Philanthropist, investor and former cable TV executive Jarl Mohn will join NPR as its new c.e.o. July 1, the network’s board announced Friday.
Mohn has served on the board of KPCC in Los Angeles since 2002 and is currently chair. He has worked mainly in commercial media, with a run as g.m. of MTV Networks from 1986–90. From 1990–98 he was c.e.o. of E! Entertainment Television, which he also founded.
At NPR, Mohn will replace interim c.e.o. Paul Haaga, who stepped into the role in September 2013 after the departure of Gary Knell for the National Geographic Society. Haaga, who has also served on KPCC’s board, helped recruit Mohn for the job. Mohn will step down from the station’s board as he joins NPR.
The new president was not on hand for the NPR board’s announcement, which was handled quickly at the start of the board’s May 9 open meeting. “He will be fabulous and a great leader,” Haaga said. “I’m looking forward to him.”
“Jarl has a deep commitment to the public radio system, love of radio and passion for quality journalism,” said Kit Jensen, NPR board chair and c.o.o. of Cleveland’s ideastream, in a release announcing Mohn’s appointment. “He has demonstrated throughout his career a keen ability to identify media and consumer trends. He has exhibited a strong track record on diversity and fairness.”
“This is not a job for me. It is a mission,” Mohn said in the release. “I love public radio and NPR. It is a national treasure and more important now than ever. I want to make sure the staff of NPR, the Member Stations and the others who make it happen have everything they need to do their best work.”
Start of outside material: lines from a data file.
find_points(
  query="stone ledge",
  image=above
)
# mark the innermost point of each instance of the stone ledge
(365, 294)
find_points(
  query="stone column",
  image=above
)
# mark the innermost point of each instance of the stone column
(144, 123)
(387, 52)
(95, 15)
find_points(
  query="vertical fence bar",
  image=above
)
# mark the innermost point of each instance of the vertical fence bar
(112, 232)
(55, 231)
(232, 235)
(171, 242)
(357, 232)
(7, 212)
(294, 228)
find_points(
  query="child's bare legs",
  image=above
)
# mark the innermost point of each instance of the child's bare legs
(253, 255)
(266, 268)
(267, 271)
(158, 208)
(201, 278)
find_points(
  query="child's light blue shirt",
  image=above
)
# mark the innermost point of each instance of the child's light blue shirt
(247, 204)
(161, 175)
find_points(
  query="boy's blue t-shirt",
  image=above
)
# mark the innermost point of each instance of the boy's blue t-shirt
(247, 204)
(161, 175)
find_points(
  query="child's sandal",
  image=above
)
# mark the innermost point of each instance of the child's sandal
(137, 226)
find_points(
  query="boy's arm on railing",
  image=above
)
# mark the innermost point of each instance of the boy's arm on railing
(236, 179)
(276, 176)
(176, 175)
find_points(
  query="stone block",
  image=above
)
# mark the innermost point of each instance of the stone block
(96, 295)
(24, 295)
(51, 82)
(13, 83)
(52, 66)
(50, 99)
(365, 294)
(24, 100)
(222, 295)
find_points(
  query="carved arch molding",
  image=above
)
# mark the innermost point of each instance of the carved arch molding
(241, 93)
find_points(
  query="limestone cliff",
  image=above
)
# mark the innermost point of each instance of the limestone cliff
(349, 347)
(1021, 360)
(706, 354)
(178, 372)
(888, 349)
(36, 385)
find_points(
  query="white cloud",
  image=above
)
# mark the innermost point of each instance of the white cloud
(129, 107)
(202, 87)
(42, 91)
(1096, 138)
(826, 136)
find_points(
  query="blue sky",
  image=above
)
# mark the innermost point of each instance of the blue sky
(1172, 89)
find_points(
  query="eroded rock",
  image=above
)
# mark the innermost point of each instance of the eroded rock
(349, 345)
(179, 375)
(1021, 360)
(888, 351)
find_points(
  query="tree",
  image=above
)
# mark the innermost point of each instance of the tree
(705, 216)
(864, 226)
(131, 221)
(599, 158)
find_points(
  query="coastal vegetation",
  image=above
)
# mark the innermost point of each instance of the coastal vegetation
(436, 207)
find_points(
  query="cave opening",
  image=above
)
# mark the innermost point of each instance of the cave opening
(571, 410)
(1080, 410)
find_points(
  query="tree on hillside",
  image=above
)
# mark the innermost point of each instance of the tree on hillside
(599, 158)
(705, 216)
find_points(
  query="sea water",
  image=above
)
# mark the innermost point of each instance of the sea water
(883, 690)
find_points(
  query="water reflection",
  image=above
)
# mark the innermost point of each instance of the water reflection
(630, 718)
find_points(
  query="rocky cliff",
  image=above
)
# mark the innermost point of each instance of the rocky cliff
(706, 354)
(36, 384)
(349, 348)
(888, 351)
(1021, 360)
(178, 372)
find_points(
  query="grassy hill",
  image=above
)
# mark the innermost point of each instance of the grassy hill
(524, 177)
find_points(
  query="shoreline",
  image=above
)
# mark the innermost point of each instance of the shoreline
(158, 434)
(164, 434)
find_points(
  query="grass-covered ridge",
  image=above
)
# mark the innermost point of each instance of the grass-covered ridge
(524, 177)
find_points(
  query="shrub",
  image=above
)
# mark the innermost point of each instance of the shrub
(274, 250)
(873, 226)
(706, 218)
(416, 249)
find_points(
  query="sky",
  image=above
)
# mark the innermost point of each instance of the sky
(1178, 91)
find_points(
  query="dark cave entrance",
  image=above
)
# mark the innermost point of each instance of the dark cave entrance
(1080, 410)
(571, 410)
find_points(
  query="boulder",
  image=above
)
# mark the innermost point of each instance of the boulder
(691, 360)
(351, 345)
Mohn takes on the NPR presidency after an extended period of instability in the top office. Knell left after two years in the job, following another two-year tenure held by Vivian Schiller. NPR’s board asked Schiller to step down after a decision to fire commentator Juan Williams spiraled into a political crisis that threatened pubcasting’s federal funding.
Schiller’s predecessor, Ken Stern, served as CEO from 2006–08, resigning after clashing with the board over the organization’s direction.
In a May 9 interview on the KPCC show Take Two, Mohn said he hopes to help NPR step up its fundraising efforts.
“What I think I can do and be helpful on, hopefully, is to make sure that the organization has the resources that it needs,” he said. “Budgets are tight, there have been deficits reported for NPR, and what I hope I can do is help raise money and help the organization not just survive, but really grow and thrive in a very new and competitive media landscape.”
“When you look at his career, it’s not the prototypical pedigree you’d expect someone to come to the NPR presidency with,” Bill Davis, KPCC president, told Current. “But I think he’s absolutely right for the job.”
“. . . [Y]ou have somebody coming in to sit at that chair who understands in an elemental way the issues local stations face, understands fundraising and is committed to public service journalism,” Davis said. “He’s passionate about what we do, and I think he will create a culture at NPR where people can do the best work of their careers. And I think he’s going to be very successful in raising money for public service journalism, nationally and locally.”
Mohn is a “great choice” for c.e.o., said Doug Eichten, president of the pubmedia development and marketing organization Greater Public. Eichten cited Mohn’s background in media, investing and philanthropy, and his experience with “large, complicated organizations.”
“He is an experienced CEO,” Eichten wrote in an email. “He clearly understands ‘board work.’ That will be very helpful working with the NPR Board and Foundation, but also helping station leaders build more effective relationships with local boards.”
Tom Thomas, co-c.e.o. of the Station Resource Group, called Mohn “an inspired choice.” “Hands-on experience with our platforms and channels,” Thomas said. “A decade of board leadership at one of public radio’s fastest-growing, high impact news operations. A tested, successful executive at large-scale media companies. And he loves public radio.”
NPR heard from 1,700 applicants interested in the c.e.o. position, the board reported last week. The other finalist in the search was Monica Lozano, according to two sources with knowledge of the screening process who requested anonymity. Lozano is c.e.o. of impreMedia, a Los Angeles–based media company whose properties include La Opinión, a Spanish-language daily newspaper.
Mohn has served on the boards of directors of ComScore, Scripps Network Interactive and the University of Southern California’s Annenberg School for Communication and Journalism. He began his career in 1967 as a disc jockey on commercial radio and spent 19 years on-air under the pseudonym Lee Masters.
With his wife, Pamela Mohn, he created the Mohn Family Foundation in 2000. The foundation has donated funds to KPCC, KCRW in Los Angeles and New York’s WNYC, according to documents filed with the IRS.
As an investor, Mohn has backed tech companies, including MobiTV, Riot Games, KickApps, Rubicon Project and Fanhattan. He has donated more than $260,000 to political campaigns, according to Federal Elections Commission filings, including $35,800 to the Obama Victory Fund during the 2012 presidential election. Mohn has donated primarily to Democratic candidates and organizations but has also supported Republicans.